UI UX Pro Max Skill: automatic inference from the industry
By contrast, UI UX Pro Max Skill takes the approach of “specify the industry and get the optimal answer.”
It has 100 industry-specific inference rules, each defining:
- Recommended patterns (landing-page structure)
- Style priority
- Color mood
- Typography mood
- Anti-patterns (what not to do)
Say “beauty spa” and it automatically becomes “Soft UI + Sage Green + Cormorant Garamond.” Say “fintech” and it becomes something like “Trust & Authority + dark mode + no purple gradients.”
Which works better?
Strengths of UI UX Pro Max Skill
- It gets you onto industry-standard rails even if your design judgment is weak
- It reliably avoids AI defaults like “purple gradients on a white background”
- The database is rich (67 styles, 96 palettes)
Concerns about UI UX Pro Max Skill
- It can avoid “AI-default mass production” but still produce “industry-looking mass production”
- Beauty spas may all become Soft UI, fintech may all become Trust & Authority
- It cannot do intentional deviation well
Strengths of the earlier-article approach
- Because humans decide the direction, you can create something distinctive
- You can choose something like “Brutalism for fintech” on purpose
- External resources (Atlassian, UX psychology) reinforce the reasoning behind the choice
Concerns about the earlier-article approach
- If your judgment is weak, you eventually slide back to AI defaults anyway
- Reading external resources takes time
- Deciding the direction itself takes time
How to use them
My conclusion is that the following split makes sense.
Cases where UI UX Pro Max Skill fits:
- Client work where “industry standard” is expected
- You are not confident in design judgment
- You just need something plausible as fast as possible
Cases where the earlier-article approach fits:
- You want distinctiveness and brand character
- You have a clear design intent
- You are fine with departing from industry standard
Using both together is also valid.
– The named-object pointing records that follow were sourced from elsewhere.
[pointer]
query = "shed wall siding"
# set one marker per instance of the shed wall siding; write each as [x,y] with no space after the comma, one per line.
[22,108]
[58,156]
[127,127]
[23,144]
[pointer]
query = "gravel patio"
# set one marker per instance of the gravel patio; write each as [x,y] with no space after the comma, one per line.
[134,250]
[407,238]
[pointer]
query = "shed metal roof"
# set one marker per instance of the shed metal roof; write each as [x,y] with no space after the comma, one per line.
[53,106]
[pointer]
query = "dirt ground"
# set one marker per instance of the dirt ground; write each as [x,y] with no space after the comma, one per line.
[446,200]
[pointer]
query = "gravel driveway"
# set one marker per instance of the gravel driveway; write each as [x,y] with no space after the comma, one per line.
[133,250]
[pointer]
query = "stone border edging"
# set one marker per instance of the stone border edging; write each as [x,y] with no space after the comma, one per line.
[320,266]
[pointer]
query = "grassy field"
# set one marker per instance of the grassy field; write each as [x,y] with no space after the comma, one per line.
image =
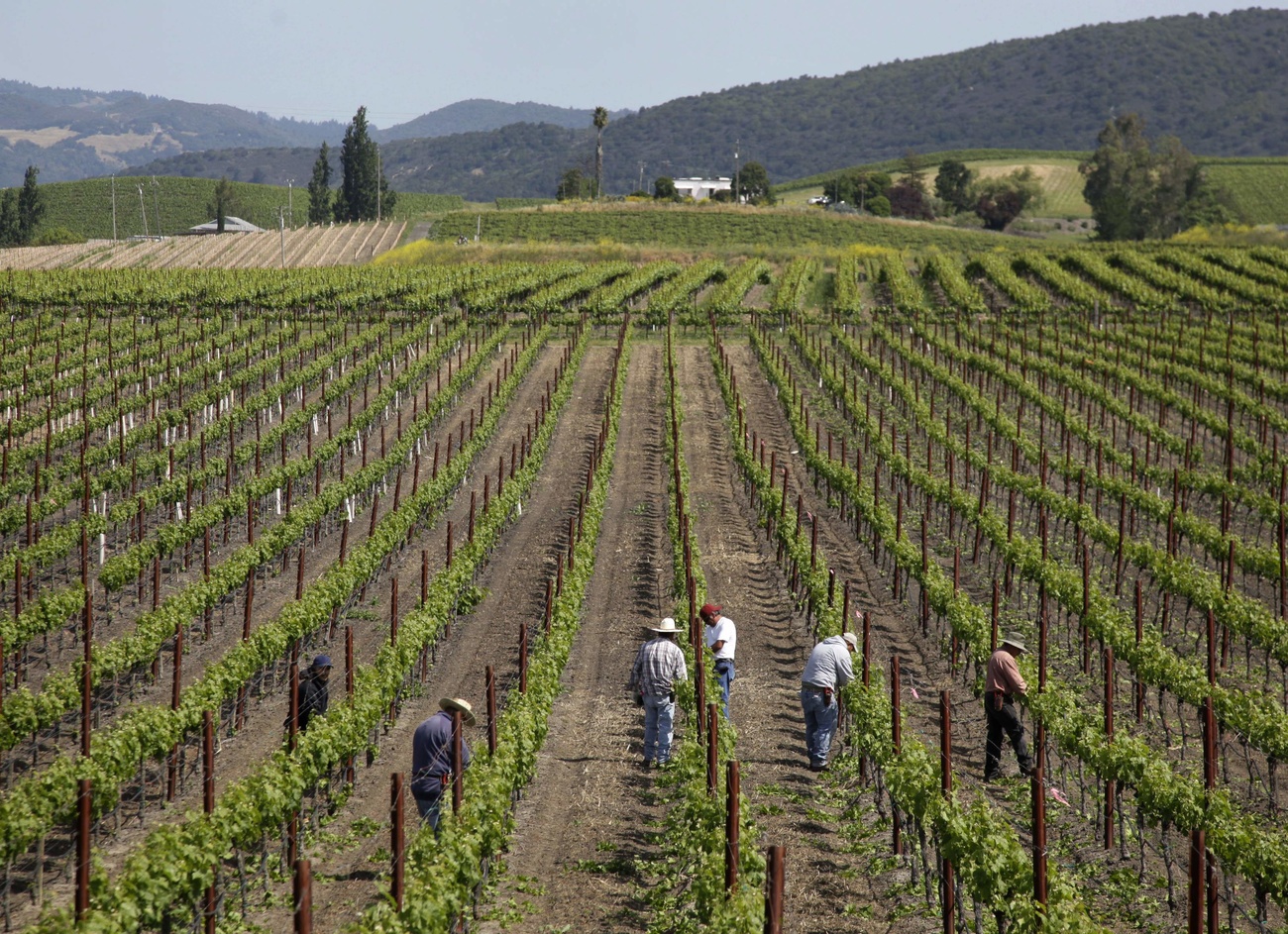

Build the foundation with UI UX Pro Max Skill, then use frontend-design SKILL.md to intentionally push it off the rails in a chosen direction.
Will I try it?
Honestly, the depth of the database is impressive. Collecting 67 styles, 96 palettes, and 100 rules by hand would be a serious amount of work.
That said, my basic stance from the earlier articles has not changed: AI is a set of training wheels, and humans should decide what ought to be built and what is a bad idea. This skill is still just “better training wheels,” and the final call should remain with humans.
When I have time, I want to install it and do a direct comparison myself.